Soil science, Dr. Melanie Braun: Tracking down the tiniest plastic particles in the soil
Plastic waste is polluting our rivers, oceans and our land. There is hardly any soil left in the world that does not contain plastic residues. The majority of studies in this area focusing on microplastics—particles measuring between one micrometer and five millimeters in size and as such, smaller than an ant. However, with colloidal and nanoplastics even smaller plastic particles exist; with sizes below 1,000 or 100 nanometers, they are smaller than human cells. In her ERC Starting Grant project ‘NanoSoil: Nano- and colloidal plastics in soil: input, plant uptake and risk assessment’, Dr. Melanie Braun from the Institute of Crop Science and Resource Conservation (INRES) at the University of Bonn will spend the next five years investigating nanoplastics in the soil-plant system. Asked to explain her motivation, she said: “We suspect that nanoplastics in particular exert a range of harms, including on human health”. Dr. Braun is also a member of the PhenoRob Cluster of Excellence at the University of Bonn.

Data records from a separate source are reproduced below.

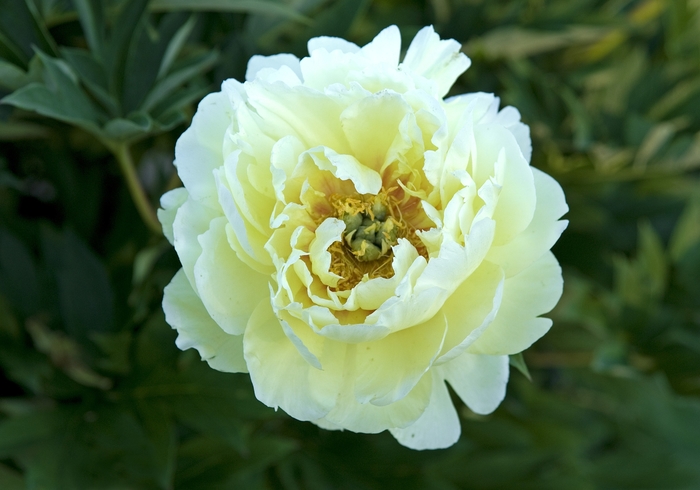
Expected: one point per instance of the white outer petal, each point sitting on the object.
(185, 312)
(479, 380)
(439, 425)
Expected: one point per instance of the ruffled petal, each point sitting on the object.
(185, 312)
(388, 369)
(542, 232)
(385, 47)
(349, 414)
(281, 377)
(192, 219)
(532, 292)
(437, 60)
(372, 124)
(438, 427)
(229, 289)
(479, 380)
(471, 309)
(274, 62)
(199, 150)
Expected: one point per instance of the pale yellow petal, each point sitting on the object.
(229, 289)
(185, 312)
(532, 292)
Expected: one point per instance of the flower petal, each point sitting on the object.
(532, 292)
(281, 377)
(275, 62)
(471, 309)
(229, 288)
(331, 44)
(438, 427)
(385, 47)
(479, 380)
(371, 125)
(346, 167)
(185, 312)
(370, 418)
(170, 202)
(199, 150)
(192, 219)
(388, 369)
(498, 155)
(438, 60)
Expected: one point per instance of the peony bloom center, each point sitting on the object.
(373, 225)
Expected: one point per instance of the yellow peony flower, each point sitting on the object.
(353, 240)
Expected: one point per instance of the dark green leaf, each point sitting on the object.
(84, 292)
(19, 280)
(59, 97)
(257, 6)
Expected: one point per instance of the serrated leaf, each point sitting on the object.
(687, 230)
(19, 280)
(11, 479)
(158, 426)
(13, 77)
(136, 126)
(21, 31)
(652, 259)
(144, 57)
(18, 433)
(92, 20)
(92, 75)
(175, 46)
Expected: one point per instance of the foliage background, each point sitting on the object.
(93, 392)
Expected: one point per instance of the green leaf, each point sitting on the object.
(136, 126)
(21, 30)
(11, 479)
(253, 6)
(652, 259)
(167, 85)
(18, 433)
(158, 426)
(19, 280)
(145, 55)
(175, 46)
(84, 292)
(20, 130)
(687, 231)
(91, 15)
(12, 77)
(92, 75)
(518, 362)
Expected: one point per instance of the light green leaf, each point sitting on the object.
(91, 15)
(167, 85)
(59, 97)
(11, 479)
(256, 6)
(175, 46)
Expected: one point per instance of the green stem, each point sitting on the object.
(138, 195)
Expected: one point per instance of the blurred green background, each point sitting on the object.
(94, 393)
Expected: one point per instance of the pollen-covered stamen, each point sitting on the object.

Although it has been possible to detect plastic particles of less than 1,000 nanometer in size in soils, it has not yet been possible to quantify them. Melanie Braun and her team are planning to subject existing analytical methods to further development in order to achieve this. Dr. Braun is preparing to deploy these methods to detect colloidal and nanoplastics in European agricultural soils and investigate the main routes by which nanoplastics and in particular, biodegradable plastics, enter the soil. Her team will also investigate how much of the plastic is taken up by various crops to determine whether our food is contaminated.

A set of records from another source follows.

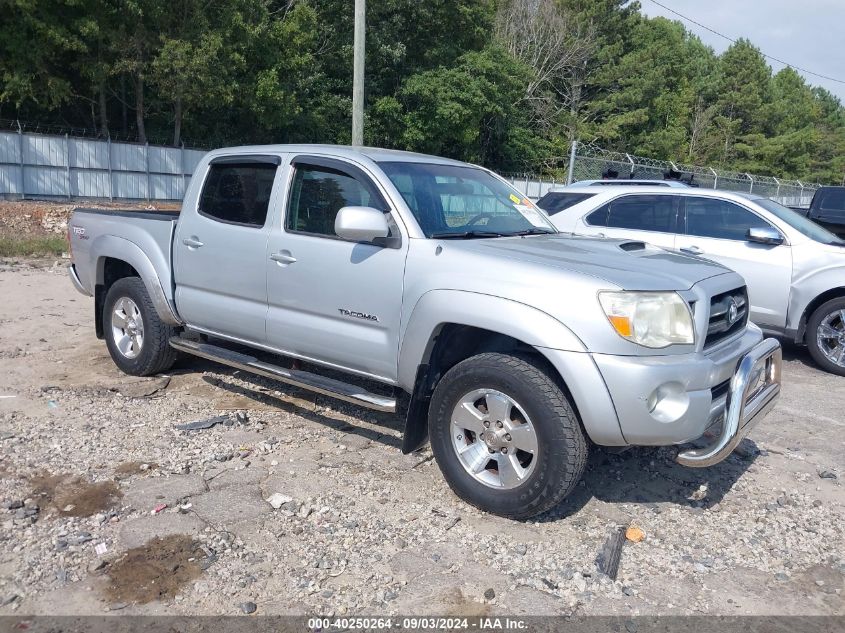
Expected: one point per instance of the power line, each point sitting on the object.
(730, 39)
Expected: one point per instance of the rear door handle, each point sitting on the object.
(692, 250)
(283, 258)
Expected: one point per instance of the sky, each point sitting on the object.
(806, 33)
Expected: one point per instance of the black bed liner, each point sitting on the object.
(143, 214)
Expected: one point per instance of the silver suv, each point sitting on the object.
(518, 346)
(795, 269)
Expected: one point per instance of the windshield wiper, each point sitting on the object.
(535, 231)
(464, 235)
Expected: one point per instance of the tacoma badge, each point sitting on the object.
(358, 315)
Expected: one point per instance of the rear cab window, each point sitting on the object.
(238, 192)
(656, 213)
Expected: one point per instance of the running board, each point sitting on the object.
(297, 378)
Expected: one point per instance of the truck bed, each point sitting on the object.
(144, 214)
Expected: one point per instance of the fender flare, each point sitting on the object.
(552, 339)
(805, 292)
(503, 316)
(110, 246)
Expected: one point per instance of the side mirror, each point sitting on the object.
(764, 235)
(361, 224)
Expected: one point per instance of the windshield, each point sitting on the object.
(799, 222)
(464, 202)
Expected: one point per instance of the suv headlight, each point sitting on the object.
(650, 319)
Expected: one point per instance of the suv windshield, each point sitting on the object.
(456, 201)
(799, 222)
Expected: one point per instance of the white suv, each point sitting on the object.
(795, 270)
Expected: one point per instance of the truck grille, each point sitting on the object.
(728, 315)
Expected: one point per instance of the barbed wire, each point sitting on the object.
(51, 129)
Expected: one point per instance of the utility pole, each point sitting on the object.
(358, 73)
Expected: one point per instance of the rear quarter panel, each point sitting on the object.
(142, 240)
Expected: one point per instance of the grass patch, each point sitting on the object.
(32, 245)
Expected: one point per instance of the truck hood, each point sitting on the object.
(629, 264)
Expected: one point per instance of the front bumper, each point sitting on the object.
(753, 392)
(665, 400)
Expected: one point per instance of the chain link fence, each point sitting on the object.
(594, 163)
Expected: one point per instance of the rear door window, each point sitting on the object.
(238, 193)
(318, 192)
(720, 219)
(832, 200)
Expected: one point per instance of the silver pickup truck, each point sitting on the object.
(518, 345)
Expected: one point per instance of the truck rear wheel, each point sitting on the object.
(826, 336)
(505, 435)
(138, 340)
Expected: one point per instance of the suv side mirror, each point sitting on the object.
(764, 235)
(361, 224)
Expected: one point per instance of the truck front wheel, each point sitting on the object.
(505, 435)
(138, 340)
(826, 336)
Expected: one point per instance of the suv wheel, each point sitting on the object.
(505, 436)
(826, 336)
(138, 340)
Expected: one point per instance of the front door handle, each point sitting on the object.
(692, 250)
(283, 258)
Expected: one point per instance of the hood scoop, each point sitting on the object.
(632, 246)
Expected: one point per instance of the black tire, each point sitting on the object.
(561, 446)
(155, 354)
(815, 320)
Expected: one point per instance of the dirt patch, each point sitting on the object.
(127, 469)
(74, 496)
(154, 571)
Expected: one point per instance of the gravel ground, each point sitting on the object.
(359, 528)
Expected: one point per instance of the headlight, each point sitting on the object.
(650, 319)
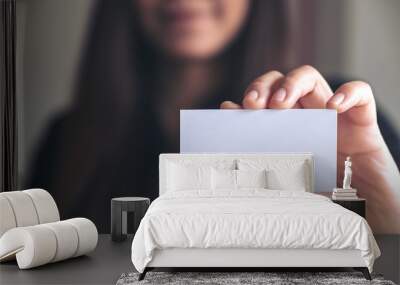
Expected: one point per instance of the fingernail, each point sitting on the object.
(253, 94)
(337, 99)
(280, 95)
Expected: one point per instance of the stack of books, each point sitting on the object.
(344, 194)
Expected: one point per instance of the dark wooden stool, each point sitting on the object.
(120, 207)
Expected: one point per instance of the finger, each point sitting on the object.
(357, 97)
(258, 93)
(229, 105)
(304, 85)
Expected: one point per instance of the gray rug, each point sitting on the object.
(225, 278)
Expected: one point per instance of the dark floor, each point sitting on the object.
(110, 260)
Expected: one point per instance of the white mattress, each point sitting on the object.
(250, 218)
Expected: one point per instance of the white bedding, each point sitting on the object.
(250, 218)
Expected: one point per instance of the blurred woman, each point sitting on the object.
(147, 59)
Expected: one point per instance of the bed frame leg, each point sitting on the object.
(143, 274)
(364, 271)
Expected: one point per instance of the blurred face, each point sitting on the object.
(192, 29)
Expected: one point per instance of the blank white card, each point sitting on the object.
(241, 131)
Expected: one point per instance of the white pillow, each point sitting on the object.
(251, 178)
(187, 177)
(293, 179)
(282, 174)
(223, 179)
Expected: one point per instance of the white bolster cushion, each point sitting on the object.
(40, 244)
(45, 205)
(87, 235)
(23, 208)
(7, 218)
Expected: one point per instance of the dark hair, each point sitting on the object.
(114, 70)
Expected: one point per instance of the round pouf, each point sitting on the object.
(119, 215)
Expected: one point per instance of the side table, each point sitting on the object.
(356, 205)
(119, 215)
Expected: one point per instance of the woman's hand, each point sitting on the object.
(375, 174)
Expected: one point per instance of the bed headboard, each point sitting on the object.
(213, 159)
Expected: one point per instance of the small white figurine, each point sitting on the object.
(347, 173)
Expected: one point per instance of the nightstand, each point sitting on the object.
(355, 205)
(120, 207)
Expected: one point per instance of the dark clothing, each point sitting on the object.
(133, 172)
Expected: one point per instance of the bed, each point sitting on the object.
(247, 211)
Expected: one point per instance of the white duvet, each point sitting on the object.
(250, 218)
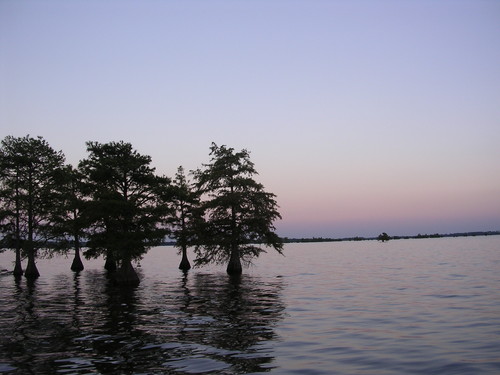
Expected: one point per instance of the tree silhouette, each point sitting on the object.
(32, 174)
(185, 202)
(125, 208)
(238, 213)
(72, 220)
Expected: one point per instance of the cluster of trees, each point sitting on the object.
(113, 204)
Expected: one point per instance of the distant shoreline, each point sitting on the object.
(418, 236)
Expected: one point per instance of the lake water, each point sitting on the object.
(426, 306)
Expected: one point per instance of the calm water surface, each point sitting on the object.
(427, 306)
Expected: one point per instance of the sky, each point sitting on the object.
(361, 116)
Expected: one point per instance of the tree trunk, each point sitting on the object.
(185, 265)
(31, 269)
(18, 268)
(126, 275)
(234, 266)
(77, 264)
(110, 264)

“The ERC Starting Grant will enable me to combine my two research foci into nanoparticles and plastics,” says a delighted Melanie Braun. “The grant gives me the opportunity to work for five years on a highly interesting but also very complex topic and to build up my own team.”

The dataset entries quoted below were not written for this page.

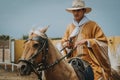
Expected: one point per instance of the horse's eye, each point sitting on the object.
(36, 45)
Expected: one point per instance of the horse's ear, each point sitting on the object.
(43, 30)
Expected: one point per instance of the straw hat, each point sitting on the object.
(78, 4)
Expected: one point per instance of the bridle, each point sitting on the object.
(43, 65)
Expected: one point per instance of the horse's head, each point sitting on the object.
(34, 48)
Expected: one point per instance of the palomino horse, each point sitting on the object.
(39, 50)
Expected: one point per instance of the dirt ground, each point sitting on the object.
(14, 75)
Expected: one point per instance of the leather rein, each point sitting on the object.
(43, 65)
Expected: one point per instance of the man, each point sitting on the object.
(90, 41)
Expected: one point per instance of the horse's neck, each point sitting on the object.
(62, 70)
(53, 53)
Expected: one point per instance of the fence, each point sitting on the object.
(11, 50)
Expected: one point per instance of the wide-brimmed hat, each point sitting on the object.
(78, 4)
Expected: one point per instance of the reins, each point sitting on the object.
(42, 66)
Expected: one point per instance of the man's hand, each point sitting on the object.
(81, 42)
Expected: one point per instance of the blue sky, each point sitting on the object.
(18, 17)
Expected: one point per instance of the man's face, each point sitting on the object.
(78, 14)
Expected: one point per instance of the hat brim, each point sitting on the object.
(71, 9)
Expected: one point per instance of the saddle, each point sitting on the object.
(82, 68)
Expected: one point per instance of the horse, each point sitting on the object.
(41, 54)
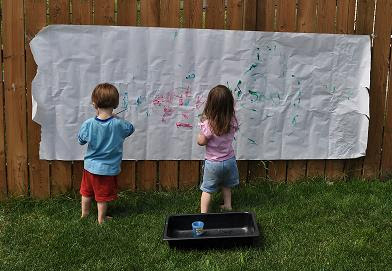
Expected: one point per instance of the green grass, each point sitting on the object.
(304, 226)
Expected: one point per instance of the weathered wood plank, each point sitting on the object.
(15, 97)
(215, 14)
(61, 171)
(379, 71)
(35, 19)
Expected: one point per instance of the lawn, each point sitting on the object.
(311, 225)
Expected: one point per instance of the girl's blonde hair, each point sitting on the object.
(219, 110)
(105, 95)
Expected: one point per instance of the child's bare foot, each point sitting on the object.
(226, 208)
(106, 219)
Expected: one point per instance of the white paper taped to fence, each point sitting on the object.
(298, 96)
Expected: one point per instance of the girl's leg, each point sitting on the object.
(86, 204)
(226, 191)
(102, 208)
(205, 202)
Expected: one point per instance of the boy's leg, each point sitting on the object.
(102, 208)
(86, 204)
(226, 191)
(205, 202)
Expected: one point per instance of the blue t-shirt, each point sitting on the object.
(105, 144)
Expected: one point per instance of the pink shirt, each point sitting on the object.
(218, 148)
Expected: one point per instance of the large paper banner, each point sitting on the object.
(298, 96)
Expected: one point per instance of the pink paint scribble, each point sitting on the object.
(183, 124)
(167, 112)
(200, 100)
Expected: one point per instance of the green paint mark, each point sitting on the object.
(252, 67)
(256, 94)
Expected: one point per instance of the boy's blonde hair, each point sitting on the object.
(105, 95)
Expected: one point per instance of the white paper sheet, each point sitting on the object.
(298, 96)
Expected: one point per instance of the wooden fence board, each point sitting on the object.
(285, 21)
(215, 14)
(189, 171)
(345, 16)
(149, 12)
(82, 13)
(364, 26)
(193, 14)
(379, 71)
(265, 19)
(3, 169)
(15, 97)
(35, 19)
(306, 22)
(365, 17)
(127, 12)
(251, 170)
(326, 10)
(146, 171)
(61, 171)
(126, 15)
(386, 159)
(235, 11)
(104, 12)
(325, 24)
(306, 18)
(285, 16)
(168, 170)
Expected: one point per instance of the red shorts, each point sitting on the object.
(103, 188)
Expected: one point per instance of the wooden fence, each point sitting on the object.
(21, 171)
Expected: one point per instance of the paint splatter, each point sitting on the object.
(255, 94)
(251, 141)
(294, 120)
(183, 124)
(190, 76)
(124, 103)
(253, 66)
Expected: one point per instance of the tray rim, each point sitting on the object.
(256, 233)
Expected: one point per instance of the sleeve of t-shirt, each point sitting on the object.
(127, 128)
(205, 129)
(83, 134)
(235, 124)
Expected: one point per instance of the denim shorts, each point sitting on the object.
(219, 173)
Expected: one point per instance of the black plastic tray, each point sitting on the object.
(221, 230)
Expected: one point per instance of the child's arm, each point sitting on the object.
(202, 140)
(82, 135)
(205, 134)
(128, 128)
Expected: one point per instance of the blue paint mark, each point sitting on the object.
(124, 104)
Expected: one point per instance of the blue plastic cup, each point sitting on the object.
(197, 228)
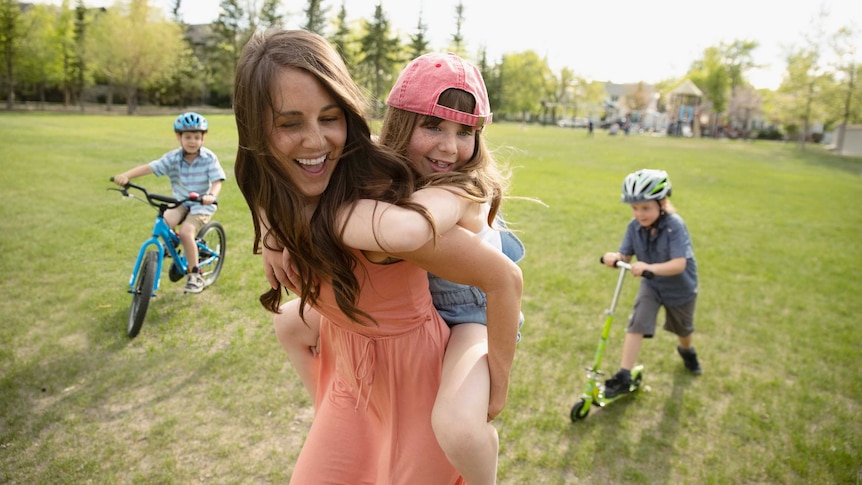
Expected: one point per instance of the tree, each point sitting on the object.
(79, 61)
(269, 14)
(418, 41)
(315, 17)
(380, 56)
(134, 47)
(844, 44)
(711, 76)
(11, 35)
(804, 67)
(802, 82)
(41, 60)
(524, 83)
(457, 45)
(738, 59)
(744, 104)
(560, 93)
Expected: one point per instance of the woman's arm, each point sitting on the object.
(460, 256)
(379, 226)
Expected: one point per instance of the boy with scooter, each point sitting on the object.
(658, 237)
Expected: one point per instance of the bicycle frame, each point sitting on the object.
(147, 271)
(161, 232)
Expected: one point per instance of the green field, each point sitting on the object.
(204, 393)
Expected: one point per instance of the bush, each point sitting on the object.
(771, 133)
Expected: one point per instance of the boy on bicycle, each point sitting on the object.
(191, 168)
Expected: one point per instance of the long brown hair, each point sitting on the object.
(481, 177)
(365, 170)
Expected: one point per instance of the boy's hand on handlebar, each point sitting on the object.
(639, 268)
(610, 259)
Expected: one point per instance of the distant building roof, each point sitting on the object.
(687, 88)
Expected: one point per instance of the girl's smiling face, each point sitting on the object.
(444, 147)
(308, 130)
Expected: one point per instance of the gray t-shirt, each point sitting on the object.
(670, 241)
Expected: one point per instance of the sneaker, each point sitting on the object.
(195, 283)
(618, 385)
(689, 358)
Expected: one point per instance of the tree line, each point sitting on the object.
(135, 53)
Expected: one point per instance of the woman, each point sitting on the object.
(305, 163)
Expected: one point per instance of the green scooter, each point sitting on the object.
(594, 391)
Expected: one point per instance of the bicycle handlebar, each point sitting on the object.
(622, 264)
(193, 196)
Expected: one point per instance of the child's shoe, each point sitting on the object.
(195, 283)
(619, 384)
(689, 358)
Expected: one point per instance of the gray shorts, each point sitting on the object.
(678, 319)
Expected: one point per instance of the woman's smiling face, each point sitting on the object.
(308, 130)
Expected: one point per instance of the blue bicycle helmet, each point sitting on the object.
(645, 185)
(190, 122)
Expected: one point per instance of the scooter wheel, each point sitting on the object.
(578, 411)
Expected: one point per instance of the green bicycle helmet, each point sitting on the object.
(190, 122)
(645, 185)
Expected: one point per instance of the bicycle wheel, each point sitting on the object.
(143, 292)
(212, 245)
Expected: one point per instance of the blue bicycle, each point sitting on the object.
(146, 274)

Dr. Melanie Braun studied geography at the University of Cologne before starting as a research assistant at the Institute of Crop Science and Resource Conservation (INRES) at the University of Bonn, where she also completed her doctorate and subsequently worked as a research associate. In 2016, she received an Annemarie Schimmel Fellowship from the University of Bonn, in 2022, she was awarded the Klaus Toepfer Research Prize of the Transdisciplinary Research Area (TRA) "Sustainable Futures" at the University of Bonn. Dr. Braun has worked as an Akademische Rätin (lecturer with civil servant status) at INRES since 2021.